Oleh karena itu, Ahmad Dhani berinisiatif untuk merubah kata ‘merdeka’ dalam lagu Distorsi menjadi ‘Ferdy Sambo’.
![Foto Ahmad Dhani bersama bandnya konser di panggung Lake Stage, Synchronize Fest 2022. [Instagram/@ahmaddhaniofficial]](https://media.suara.com/suara-partners/tasikmalaya/thumbs/1200x675/2022/10/12/1-foto-ahmad-dhani-bersama-bandnya-konser-di-panggung-lake-stage-synchronize-fest-2022.jpg)
Tak hanya itu, suami dari penyanyi Mulan Jameela ini juga meminta kepada pihak yang berwenang untuk membuatkan sebuah monumen Ferdy Sambo.
"Menurut saya, Ferdy Sambo adalah sebuah monumen yang tidak bisa dilupakan," ucap Ahmad Dhani, dikutip dari Suara.com, Rabu (12/10/2022).
Hal ini karena ia berpandangan bahwa kelakuan Ferdy Sambo menorehkan sejarah buruk bagi institusi Polri.
Maka sewajarnya menurut Ahmad Dhani tindak kejahatan sang mantan jenderal dibuatkan monumen untuk pengingat.

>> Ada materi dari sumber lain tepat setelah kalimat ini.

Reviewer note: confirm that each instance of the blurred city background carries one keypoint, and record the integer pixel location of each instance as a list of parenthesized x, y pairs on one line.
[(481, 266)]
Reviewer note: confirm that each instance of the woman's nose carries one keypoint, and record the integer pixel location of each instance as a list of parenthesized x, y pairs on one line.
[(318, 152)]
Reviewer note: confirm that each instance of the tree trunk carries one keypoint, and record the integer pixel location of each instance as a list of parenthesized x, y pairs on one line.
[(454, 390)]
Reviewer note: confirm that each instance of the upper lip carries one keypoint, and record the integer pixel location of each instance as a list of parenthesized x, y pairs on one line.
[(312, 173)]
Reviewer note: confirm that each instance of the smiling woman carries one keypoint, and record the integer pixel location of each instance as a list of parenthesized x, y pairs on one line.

Kemudian ia juga memberikan alasannya terkait usulan atau permintaan pembuatan monumen Ferdy Sambo itu.
"Kenapa Ferdi Sambo? Saya terinspirasi dulu tahun 1990-an di Surabaya kalau ada mobil kecelakaan, hancur, dulu sama pemerintah setempat itu dijadikan monumen, dipajang di tengah jalan supaya orang lihat bahwa ada kejadian," ungkapnya.
Ahmad Dhani memberitahukan jika ide pembuatan monumen tersebut nantinya akan mengingatkan orang-orang akan kasus Ferdy Sambo.
"Jadi supaya orang lihat bahwa pernah ada kejadian seperti itu," kata Ahmad Dhani.
Sebagaimana diketahui, Ferdy Sambo menjadi sorotan banyak publik bahkan hampir seluruh penduduk Indonesia atas kasusnya terkait dugaan pembunuhan berencana yang dilakukan terhadap ajudannya Brigadir Nofriansyah Yosua Hutabarat atau Brigadir J.
Dari hasil pemeriksaan serta pengakuan Bharada E atau Richard Eliezer, Ferdy Sambo memerintahkan dirinya untuk menembak Brigadir J.
Selain Ferdy Sambo, adapun tersangka empat tersangka lainnya yang diduga terlibat dalam kasus pembunuhan Brigadir J, diantaranya Bharada Richard Eliezer, Bripka Ricky Rizal, Kuat Ma’ruf dan Putri Candrawathi.
Kelimanya disangkakan dengan Pasal 340 KUHP subsider Pasal 338 juncto Pasal 55 dan Pasal 56 KUHP dengan ancaman hukuman mati atau seumur hidup.